Git notes

You may have seen that I’ve made some Git-related posts lately (1, 2, 3) and if you’ve been watching you’ll have already noticed that I’ve been adding lots of Git content to the Knowledge Base. I’ve now done a shallow import (no history) of one public Subversion repository to Git, and last night got gitweb up and running. I’ve also done a non-shallow (full history) import locally; I’ve yet to decide whether I’ll run with that one or the shallow one.

I was pleased to see that Michael Tsai is jumping ship as well:

Then I heard about Git when I happened to watch a video of its creator, Linus Torvalds. It had not occurred to me that CVS and Subversion were fundamentally broken. Torvalds is undeniably a smart guy, but he’s also known for his bluster. I’d heard Git mentioned a few times before, usually in the context of it being difficult to use, something only a kernel developer could love. So I was skeptical but interested enough to try it out. What I found is that Torvalds’s bragging is justified. Learning about Git after using other version control systems is somewhat like learning a new programming language that’s radically different from what you’ve known before. Even if you might not need the more unusual features most of the time, you feel as though your eyes have been opened, your mind expanded.

Sounds like Michael followed a similar trajectory to mine, migrating from CVS to Subversion a few years ago (a "no brainer" at the time), and now to Git. Since 2004, distributed version control has gotten big and soon enough moving to that will be a "no brainer" too.

Along the way, I took a detour via SVK and I am still using it in fact, but I want to migrate everything to Git eventually. SVK is an awesome system, but it’s fragile, complex and slow compared to Git, and because it is just a layer over the top of existing (Subversion) infrastructure it must carry with it the baggage and the ideas that go with it. Git on the other hand, wipes the slate clean and starts from scratch with some basic ideas which are at once stunningly simple and revolutionary. It’s hard not to use that kind of language when you talk about Git.

As I noted yesterday, the most fundamental and important of these ideas is that metadata is an unnecessary distraction. You don’t need to track renames or merges anything else.

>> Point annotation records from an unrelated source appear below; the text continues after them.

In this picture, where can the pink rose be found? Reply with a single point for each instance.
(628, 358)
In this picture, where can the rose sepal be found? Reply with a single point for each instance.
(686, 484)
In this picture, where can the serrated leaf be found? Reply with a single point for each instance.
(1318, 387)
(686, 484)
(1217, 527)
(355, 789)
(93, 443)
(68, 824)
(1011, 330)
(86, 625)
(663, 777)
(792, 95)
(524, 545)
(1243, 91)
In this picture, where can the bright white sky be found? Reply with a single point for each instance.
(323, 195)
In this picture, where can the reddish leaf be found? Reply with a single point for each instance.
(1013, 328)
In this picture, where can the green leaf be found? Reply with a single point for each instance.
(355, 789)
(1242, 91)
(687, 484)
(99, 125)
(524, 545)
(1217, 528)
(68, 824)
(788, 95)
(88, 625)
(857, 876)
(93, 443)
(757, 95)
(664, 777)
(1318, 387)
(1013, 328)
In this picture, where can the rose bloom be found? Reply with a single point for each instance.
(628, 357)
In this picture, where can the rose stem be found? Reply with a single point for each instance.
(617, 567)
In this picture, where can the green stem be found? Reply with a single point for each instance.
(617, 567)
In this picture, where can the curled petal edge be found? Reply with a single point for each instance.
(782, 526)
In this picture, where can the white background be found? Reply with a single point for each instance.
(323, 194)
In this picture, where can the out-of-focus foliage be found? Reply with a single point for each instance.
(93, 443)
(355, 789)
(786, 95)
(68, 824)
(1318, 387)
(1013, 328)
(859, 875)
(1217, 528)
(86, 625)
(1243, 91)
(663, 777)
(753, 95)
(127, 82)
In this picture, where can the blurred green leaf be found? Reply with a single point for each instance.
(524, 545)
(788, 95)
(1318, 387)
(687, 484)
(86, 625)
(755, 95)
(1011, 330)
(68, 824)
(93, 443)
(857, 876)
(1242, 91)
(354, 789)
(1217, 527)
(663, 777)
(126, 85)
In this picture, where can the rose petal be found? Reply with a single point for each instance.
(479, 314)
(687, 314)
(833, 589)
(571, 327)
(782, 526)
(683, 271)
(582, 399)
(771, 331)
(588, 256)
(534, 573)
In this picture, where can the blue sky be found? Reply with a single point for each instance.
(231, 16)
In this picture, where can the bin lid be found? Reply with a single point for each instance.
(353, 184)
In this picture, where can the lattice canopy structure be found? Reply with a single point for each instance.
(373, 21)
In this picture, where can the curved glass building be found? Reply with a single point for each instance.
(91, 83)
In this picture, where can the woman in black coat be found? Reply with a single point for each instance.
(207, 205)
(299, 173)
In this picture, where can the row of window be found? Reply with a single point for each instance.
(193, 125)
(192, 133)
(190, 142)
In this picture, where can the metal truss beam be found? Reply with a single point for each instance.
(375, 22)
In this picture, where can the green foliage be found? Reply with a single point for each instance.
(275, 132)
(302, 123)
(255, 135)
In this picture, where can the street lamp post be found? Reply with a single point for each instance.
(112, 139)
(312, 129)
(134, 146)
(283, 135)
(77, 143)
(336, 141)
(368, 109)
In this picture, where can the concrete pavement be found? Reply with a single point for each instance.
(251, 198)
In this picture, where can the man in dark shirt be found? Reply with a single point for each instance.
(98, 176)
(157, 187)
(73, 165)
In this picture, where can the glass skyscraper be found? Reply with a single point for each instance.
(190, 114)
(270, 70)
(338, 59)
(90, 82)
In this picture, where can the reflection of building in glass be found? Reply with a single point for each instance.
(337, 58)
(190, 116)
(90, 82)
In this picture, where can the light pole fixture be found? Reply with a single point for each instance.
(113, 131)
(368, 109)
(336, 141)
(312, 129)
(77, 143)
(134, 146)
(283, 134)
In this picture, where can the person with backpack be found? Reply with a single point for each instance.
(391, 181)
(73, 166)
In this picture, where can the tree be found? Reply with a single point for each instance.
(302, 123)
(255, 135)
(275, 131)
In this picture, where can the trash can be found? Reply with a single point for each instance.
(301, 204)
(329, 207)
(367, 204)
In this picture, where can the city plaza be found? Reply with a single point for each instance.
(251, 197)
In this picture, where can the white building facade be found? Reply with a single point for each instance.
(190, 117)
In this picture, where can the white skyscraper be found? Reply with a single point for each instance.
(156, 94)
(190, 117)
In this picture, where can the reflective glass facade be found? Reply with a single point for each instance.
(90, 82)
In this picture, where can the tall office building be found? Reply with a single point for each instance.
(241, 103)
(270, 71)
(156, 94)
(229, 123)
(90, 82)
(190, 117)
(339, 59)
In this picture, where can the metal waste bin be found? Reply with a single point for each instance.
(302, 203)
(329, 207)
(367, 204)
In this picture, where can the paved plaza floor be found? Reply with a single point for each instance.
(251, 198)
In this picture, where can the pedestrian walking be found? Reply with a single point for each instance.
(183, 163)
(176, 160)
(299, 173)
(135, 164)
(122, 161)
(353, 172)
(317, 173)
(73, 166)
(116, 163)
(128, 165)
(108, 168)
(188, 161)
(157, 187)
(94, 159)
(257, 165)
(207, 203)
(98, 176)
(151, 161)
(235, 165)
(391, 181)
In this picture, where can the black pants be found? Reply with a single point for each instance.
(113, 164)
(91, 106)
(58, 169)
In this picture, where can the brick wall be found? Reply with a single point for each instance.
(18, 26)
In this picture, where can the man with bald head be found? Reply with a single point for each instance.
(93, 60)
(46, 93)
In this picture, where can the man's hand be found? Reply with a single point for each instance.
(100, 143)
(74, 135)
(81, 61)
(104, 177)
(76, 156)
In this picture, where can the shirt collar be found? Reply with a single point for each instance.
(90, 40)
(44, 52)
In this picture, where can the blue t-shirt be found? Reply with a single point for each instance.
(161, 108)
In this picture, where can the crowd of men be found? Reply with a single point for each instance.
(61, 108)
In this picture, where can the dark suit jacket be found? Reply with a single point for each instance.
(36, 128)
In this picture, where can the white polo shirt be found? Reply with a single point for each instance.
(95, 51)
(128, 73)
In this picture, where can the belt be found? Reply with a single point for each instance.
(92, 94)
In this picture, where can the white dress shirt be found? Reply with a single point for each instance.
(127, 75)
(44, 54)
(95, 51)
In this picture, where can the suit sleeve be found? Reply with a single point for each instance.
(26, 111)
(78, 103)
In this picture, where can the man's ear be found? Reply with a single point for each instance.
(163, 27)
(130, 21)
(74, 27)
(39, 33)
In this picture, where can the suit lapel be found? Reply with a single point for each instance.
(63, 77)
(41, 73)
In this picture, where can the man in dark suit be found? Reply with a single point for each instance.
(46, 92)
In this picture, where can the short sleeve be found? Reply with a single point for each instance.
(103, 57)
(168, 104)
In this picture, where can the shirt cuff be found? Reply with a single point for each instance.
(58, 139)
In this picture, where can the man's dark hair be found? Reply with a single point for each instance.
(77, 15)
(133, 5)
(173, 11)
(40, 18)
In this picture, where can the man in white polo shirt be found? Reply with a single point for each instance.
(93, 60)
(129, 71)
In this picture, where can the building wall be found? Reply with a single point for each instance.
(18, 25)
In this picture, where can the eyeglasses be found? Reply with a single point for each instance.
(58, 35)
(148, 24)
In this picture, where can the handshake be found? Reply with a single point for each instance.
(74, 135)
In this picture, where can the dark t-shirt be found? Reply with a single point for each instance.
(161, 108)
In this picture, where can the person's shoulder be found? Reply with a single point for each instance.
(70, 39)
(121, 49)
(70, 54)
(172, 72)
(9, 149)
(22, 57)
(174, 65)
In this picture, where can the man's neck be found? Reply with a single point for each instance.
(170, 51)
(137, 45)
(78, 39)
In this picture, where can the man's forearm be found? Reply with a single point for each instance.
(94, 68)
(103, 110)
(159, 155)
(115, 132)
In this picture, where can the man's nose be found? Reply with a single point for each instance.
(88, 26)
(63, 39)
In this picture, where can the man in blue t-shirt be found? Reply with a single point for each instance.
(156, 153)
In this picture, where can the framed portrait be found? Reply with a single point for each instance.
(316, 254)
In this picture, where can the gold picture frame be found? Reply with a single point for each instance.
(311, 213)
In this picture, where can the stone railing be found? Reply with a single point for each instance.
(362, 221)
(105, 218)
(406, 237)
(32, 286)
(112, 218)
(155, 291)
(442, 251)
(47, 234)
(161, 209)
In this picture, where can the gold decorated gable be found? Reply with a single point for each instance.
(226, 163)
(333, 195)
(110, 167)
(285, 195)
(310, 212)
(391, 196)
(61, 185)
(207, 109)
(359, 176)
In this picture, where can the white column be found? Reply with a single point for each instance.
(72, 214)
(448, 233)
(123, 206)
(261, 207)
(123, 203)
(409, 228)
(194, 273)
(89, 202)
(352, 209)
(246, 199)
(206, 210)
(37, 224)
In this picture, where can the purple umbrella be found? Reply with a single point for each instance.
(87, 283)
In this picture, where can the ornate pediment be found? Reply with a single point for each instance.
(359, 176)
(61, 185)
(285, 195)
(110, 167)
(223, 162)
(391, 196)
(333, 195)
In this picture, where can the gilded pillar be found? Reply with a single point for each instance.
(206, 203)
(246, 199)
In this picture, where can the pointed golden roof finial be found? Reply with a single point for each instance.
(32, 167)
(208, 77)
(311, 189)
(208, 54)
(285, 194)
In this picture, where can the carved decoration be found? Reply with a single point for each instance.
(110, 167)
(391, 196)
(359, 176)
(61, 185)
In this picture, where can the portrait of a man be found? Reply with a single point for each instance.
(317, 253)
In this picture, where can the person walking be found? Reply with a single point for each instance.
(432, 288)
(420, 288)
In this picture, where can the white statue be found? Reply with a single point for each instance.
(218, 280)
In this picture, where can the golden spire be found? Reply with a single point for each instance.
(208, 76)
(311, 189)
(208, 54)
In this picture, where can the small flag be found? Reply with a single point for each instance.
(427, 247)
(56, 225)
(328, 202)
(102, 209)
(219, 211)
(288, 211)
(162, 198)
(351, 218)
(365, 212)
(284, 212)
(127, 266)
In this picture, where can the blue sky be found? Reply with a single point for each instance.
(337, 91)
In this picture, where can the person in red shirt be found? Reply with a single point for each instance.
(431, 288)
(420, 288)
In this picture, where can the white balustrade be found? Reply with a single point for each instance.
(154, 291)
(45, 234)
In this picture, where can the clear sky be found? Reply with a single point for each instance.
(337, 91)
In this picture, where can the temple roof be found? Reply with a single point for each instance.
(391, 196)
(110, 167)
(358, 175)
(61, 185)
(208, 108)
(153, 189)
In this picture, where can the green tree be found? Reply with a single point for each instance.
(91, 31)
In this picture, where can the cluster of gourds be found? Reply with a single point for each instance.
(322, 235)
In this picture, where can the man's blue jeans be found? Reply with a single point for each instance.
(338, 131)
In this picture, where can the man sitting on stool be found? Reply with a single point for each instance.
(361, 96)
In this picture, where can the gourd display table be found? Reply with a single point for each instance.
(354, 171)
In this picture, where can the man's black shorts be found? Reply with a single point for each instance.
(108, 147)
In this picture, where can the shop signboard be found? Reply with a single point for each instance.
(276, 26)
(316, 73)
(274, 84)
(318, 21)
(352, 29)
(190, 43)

Subversion makes this mistake (tracking renames) and SVK does too (tracking merges), even though it’s distributed and could be "smarter". Git, on the other hand, explicitly tracks nothing and absolutely everything is inferred from the changes in state of the tree. That’s the only thing that matters. As Michael notes, the structural design of the repository itself is beautifully clean; and that’s why Git doesn’t need to pack metadata into tags in order to remember when merges and copies took place (like SVK does): the parent (or parents) of every commit is clearly recorded and everything else is implicitly encoded by the structure (the Directed Acyclic Graph) of the history. This in turn leads to a clean, understandable codebase whose simplicity inspires confidence.

I get the impression that I’ve probably followed Git a little more closely than Michael – I’ve had a long-running interest in version control systems – ever since it was first mentioned on Slashdot. I too saw the video that Michael mentions and didn’t really learn anything new (although it was the first time I heard that Git could track the movement of blocks of text from one file to another, and that made me start wondering about Git again). It’s really my dissatisfaction with SVK’s speed that pushed me to start playing with Git, but the deeper I dug the more impressed I was.

Yes, Git is hard to learn. Yes, you have to read a lot of documentation in order to "get" it. But the good thing is, the documentation is available and it is very, very good. The time you invest in reading it, learning about Git’s underpinnings, and understanding the why of it all, is time well spent. Git has some very smart people working on it, scarily, intimidatingly good programmers, and the mailing list archive is full of helpful material. If you look at carefully, chances are you’ll want to switch to Git too.

And you’ll see that although Git is hard to learn, it’s dead easy to use. Once you know how it works you can do stuff that you’d never dream of doing with a version control system like Subversion; and you’ll do stuff with confidence that you might hesitate to try with a system like SVK.

So there are plenty of big changes in the air. Leopard is coming. New APIs are on the way. Objective-C 2.0 is here. And we could well be on the brink of a sea change in version control. Seems like as good a time as any to make a radical departure.